Jika melihat bentuk juga quasi profit dan jenis dana yang dikelola terdiri atas dana publik dan swasta, seharusnya BUMN selalu menggunakan empat UU sebagai rujukan dalam membuat atau menentukan kebijakan dan teknis pengelolaan BUMN. Keempat hukum positif yang harus menjadi rujukan itu adalah UU Nomor 17/2003 tentang Keuangan Negara, UU Nomor 20/2001 tentang Tindak Pidana Korupsi, UU Nomor 40/2007 tentang Perseroan Terbatas, dan UU Nomor 19/2003 tentang Badan Usaha Milik Negara. 

Terdapat perbedaan mendasar antara kerugian korporasi dan negara. Tidak semua kerugian korporasi merupakan kerugian negara.
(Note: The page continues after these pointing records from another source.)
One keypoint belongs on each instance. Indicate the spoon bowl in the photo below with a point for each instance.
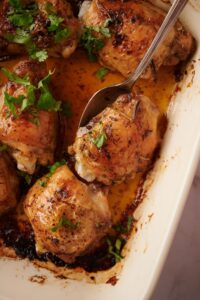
(106, 96)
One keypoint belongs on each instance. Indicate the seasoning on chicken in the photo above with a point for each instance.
(28, 118)
(68, 217)
(119, 142)
(38, 27)
(9, 184)
(132, 26)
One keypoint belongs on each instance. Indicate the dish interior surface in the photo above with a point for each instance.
(158, 215)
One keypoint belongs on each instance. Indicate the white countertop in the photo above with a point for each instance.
(180, 278)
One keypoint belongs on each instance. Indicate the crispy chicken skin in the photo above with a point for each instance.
(40, 34)
(131, 129)
(29, 143)
(9, 184)
(64, 197)
(133, 26)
Kerugian korporasi bisa dialami entitas bisnis manapun yang merupakan bagian lumrah dalam suatu proses bisnis. Kerugian korporasi bisa terjadi jika semua proses bisnis telah dijalankan berdasarkan kriteria yang telah ditentukan dan memberikan hasil berupa kerugian bagi korporasi.
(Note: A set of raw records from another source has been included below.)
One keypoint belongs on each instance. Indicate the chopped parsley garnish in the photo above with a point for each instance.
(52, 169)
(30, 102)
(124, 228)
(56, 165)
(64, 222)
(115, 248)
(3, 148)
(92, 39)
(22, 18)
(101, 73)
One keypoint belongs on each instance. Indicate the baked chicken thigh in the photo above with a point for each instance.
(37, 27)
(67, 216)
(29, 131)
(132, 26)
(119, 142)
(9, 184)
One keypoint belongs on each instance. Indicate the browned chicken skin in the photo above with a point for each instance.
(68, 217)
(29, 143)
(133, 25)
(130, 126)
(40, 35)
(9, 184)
Kerugian negara merupakan akibat dari perbuatan yang bersifat melawan hukum melalui penyalahgunaan wewenang, kesempatan dari seseorang atau korporasi untuk memperkaya diri sendiri. Intinya, kerugian keuangan negara merupakan akibat dari tindak pidana korupsi dengan modus melawan hukum dan unsur menguntungkan diri sendiri atau orang lain atau korporasi. Pada dasarnya, kerugian keuangan negara hampir identik dengan kecurangan korporasi (fraud). Bisa dikatakan, kecurangan korporasi pada BUMN pasti merupakan bagian dari kerugian keuangan negara. 

Fraud menurut Elder at al (2010) merupakan penipuan yang disengaja dengan menghilangkan kekayaan/properti orang lain. Dalam konteks laporan keuangan, fraud didefinisikan sebagai kesalahan saji yang disengaja dalam laporan keuangan. Dua kategori yang terbesar dalam fraud adalah kecurangan pada penyajian laporan keuangan dan penggelapan aset. 

Lebih jauh lagi, fraud dalam laporan keuangan, menurut Hopwood et al (2008) adalah kesalahan saji yang disengaja atas laporang keuangan. Laporan keuangan tidak memberikan informasi akurat atas posisi keuangan, hasil dari operasi dan arus kas entitas bisnis.  

Pada dasarnya, peran Badan Pemeriksa Keuangan (BPK) adalah mendorong terciptanya akuntabilitas dan transparansi di BUMN. Akuntabilitas dan transparansi merupakan pilar utama good governance.